More than 400 million people worldwide suffer from diabetes. The UN estimates that this will rise by more than 50 percent by 2040. Symptoms of this disease include, amongst others, diabetic foot syndrome. Here, OTWorld takes a look at surgical and conservative treatment options.

Surgical treatment of diabetic foot deformities

Ulcerated diabetic feet not only cause difficulties for patients, they are also a challenge for the treatment team. Conservative therapies with inserts, special shoes and orthoses often fail to do the job because of significant deformities, which often cause ulceration when subjected to pressure. In such cases, an operation is the only option to reduce pressure by correcting the deformities. With this in mind, a symposium organised by the Association of Diabetic Foot Surgeons (A-DFS) and chaired by Dr. Armin Koller, from the Mathias-Spital in Rheine (Germany), will be dedicated to the ‘ Surgical treatment of complex diabetic foot deformities – An international perspective by A-DFS’. Four lectures, in all, will deal with the functioning of the residual stump after partial foot amputation, rehabilitation following reconstructive surgery, wound relief for diabetic feet, and on-going or acute correction of Charcot foot deformities.

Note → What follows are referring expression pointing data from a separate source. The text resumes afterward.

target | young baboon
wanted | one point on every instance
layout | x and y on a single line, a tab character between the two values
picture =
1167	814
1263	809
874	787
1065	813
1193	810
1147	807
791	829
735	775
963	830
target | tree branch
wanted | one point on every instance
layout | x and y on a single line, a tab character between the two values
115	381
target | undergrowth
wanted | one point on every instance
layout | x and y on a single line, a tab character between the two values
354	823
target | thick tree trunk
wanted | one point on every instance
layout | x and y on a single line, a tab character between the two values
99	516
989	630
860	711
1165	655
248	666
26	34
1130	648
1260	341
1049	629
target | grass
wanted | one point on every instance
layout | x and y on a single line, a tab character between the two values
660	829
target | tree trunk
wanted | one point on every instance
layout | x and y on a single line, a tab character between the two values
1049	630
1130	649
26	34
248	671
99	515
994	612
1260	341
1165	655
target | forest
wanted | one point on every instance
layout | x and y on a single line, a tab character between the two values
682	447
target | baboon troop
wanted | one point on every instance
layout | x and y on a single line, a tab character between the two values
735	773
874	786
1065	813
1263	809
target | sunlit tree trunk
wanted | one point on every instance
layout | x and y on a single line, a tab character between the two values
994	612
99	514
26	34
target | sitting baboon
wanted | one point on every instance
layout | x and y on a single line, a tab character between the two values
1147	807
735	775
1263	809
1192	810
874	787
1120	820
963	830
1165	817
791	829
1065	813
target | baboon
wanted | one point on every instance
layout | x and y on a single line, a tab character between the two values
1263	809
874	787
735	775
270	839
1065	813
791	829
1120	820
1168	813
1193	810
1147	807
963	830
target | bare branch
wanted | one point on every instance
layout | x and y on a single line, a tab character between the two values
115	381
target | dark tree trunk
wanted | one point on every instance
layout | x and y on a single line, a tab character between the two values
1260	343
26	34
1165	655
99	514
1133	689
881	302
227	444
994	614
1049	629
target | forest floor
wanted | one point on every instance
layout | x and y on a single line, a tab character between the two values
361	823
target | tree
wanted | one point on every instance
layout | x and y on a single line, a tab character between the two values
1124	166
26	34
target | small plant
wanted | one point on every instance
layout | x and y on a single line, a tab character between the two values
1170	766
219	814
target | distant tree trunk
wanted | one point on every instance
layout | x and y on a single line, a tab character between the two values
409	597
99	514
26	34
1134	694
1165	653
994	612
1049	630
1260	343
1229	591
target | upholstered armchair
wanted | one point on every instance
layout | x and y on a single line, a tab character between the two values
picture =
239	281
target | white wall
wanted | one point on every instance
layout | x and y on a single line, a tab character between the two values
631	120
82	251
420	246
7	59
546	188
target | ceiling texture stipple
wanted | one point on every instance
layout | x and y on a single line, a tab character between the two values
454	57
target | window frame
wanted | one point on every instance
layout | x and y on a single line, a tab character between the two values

How not to amputate the Charcot foot

Charcot foot is one of the functionally most dangerous complications for diabetes sufferers. Just how important the cooperation of an interdisciplinary team is, in order to be able to identify and treat this and to manage risks, will be adumbrated in a symposium chaired by Dr. Tjerk de Ruiter from ISPO Netherlands and Rob Verwaard from Wittepoel. In addition to an introduction to Charcot foot, the focus will be on an interdisciplinary approach to investigating it, as well as on the latest technologies and techniques for early diagnosis and treatment.

Diabetes: protective shoe, surgical shoe

There will, at OTWorld, be a course on ‘ Protective shoes and surgical shoes for diabetes’. It is organised in collaboration with ISPO Germany and led by Michael Möller, owner of Möller Orthopädie Schuh Technik and Senior Chair of ISPO Germany. Consideration will be given to indications for the use of a surgical shoe, an offloading shoe and a diabetic safety shoe, international fitting concepts for patients with diabetic foot syndrome and issues relating to the quality of surgical shoes and diabetic safety shoes for diabetic foot syndrome.